The debate has shifted from whether AI demand is real to whether margins have peaked, hyperscalers will adopt custom ASICs, and rising HBM costs will erode profitability. BofA argues these concerns are largely reflected in the current valuation. At roughly 18x forward earnings, NVIDIA is trading near its lowest valuation multiple in seven years despite still being one of the fastest-growing companies globally.
The memory cost narrative is particularly interesting. While HBM content per rack will increase materially with Rubin, rack-level pricing is expected to rise by an even greater amount. In other words, higher memory costs are likely to be offset by significantly higher system ASPs, allowing gross margins to remain in the mid-70% range. NVIDIA’s pricing power extends well beyond GPUs and increasingly encompasses networking, software, and complete AI infrastructure.

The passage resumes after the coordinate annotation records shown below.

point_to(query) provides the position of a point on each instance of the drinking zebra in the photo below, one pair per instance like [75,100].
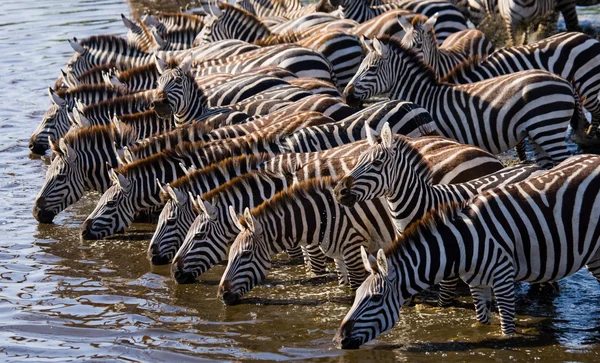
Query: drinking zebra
[495,114]
[504,235]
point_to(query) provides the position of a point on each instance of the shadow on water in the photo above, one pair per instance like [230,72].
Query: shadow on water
[64,299]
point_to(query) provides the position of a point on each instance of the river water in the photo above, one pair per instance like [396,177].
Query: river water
[66,300]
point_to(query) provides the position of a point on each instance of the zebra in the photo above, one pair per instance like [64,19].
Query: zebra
[78,163]
[99,50]
[517,13]
[519,227]
[406,118]
[56,122]
[582,67]
[394,169]
[495,123]
[134,186]
[343,50]
[347,131]
[456,49]
[197,253]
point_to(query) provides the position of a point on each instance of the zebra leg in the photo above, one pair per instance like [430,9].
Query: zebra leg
[340,269]
[541,156]
[354,265]
[482,297]
[569,11]
[295,253]
[594,266]
[447,292]
[521,150]
[505,298]
[315,259]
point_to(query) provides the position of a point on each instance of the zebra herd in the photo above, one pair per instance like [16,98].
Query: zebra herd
[241,129]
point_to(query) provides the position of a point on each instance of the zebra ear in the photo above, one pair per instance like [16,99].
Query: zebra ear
[128,156]
[128,23]
[117,122]
[380,48]
[430,23]
[235,218]
[160,64]
[80,120]
[76,46]
[158,39]
[172,193]
[405,24]
[55,98]
[206,208]
[382,263]
[253,226]
[386,135]
[118,179]
[368,260]
[370,135]
[186,64]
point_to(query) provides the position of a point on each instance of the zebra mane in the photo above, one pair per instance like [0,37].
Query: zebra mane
[89,88]
[128,99]
[276,39]
[426,225]
[232,162]
[423,166]
[103,68]
[177,136]
[180,21]
[396,46]
[473,61]
[236,182]
[323,185]
[108,41]
[81,139]
[130,73]
[225,6]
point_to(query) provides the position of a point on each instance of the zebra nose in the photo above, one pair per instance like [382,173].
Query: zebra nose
[36,147]
[225,294]
[87,232]
[343,337]
[156,257]
[40,213]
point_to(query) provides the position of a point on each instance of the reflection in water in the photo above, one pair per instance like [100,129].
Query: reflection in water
[61,298]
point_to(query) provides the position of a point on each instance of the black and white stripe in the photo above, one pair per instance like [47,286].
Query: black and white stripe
[504,235]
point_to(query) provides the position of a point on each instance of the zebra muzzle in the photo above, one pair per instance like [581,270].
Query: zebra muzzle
[343,337]
[40,213]
[225,294]
[343,192]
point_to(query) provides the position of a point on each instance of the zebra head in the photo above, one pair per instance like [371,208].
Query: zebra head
[174,220]
[204,246]
[373,77]
[81,61]
[55,124]
[370,177]
[114,210]
[376,306]
[64,184]
[173,94]
[249,259]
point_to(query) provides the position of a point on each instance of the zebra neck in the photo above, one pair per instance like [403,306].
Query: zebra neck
[193,108]
[415,82]
[425,260]
[359,11]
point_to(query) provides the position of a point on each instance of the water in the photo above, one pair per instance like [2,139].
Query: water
[66,300]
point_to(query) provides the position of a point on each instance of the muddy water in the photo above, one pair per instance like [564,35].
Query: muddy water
[62,299]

The custom ASIC threat also appears manageable. Google, Amazon and Meta have all developed proprietary chips, yet NVIDIA’s GPU revenue has increased roughly 700-fold since Google’s TPU was introduced in 2015. Rather than losing share, NVIDIA has continued consolidating its position as the default AI compute platform.
Perhaps the most important point is valuation. BofA estimates the market is already pricing in a 30-35% earnings headwind over the next two years, effectively discounting a scenario where margins compress and competitive pressures intensify. If those fears prove less severe than expected, earnings revisions could once again become the primary driver of the stock.
We continue to view the recent weakness as a healthy correction within a structural AI bull market rather than the end of the cycle. As long as AI infrastructure spending remains robust and enterprise AI adoption continues to expand, NVIDIA remains one of the highest-quality growth franchises in global equities. We remain buyers of the current correction.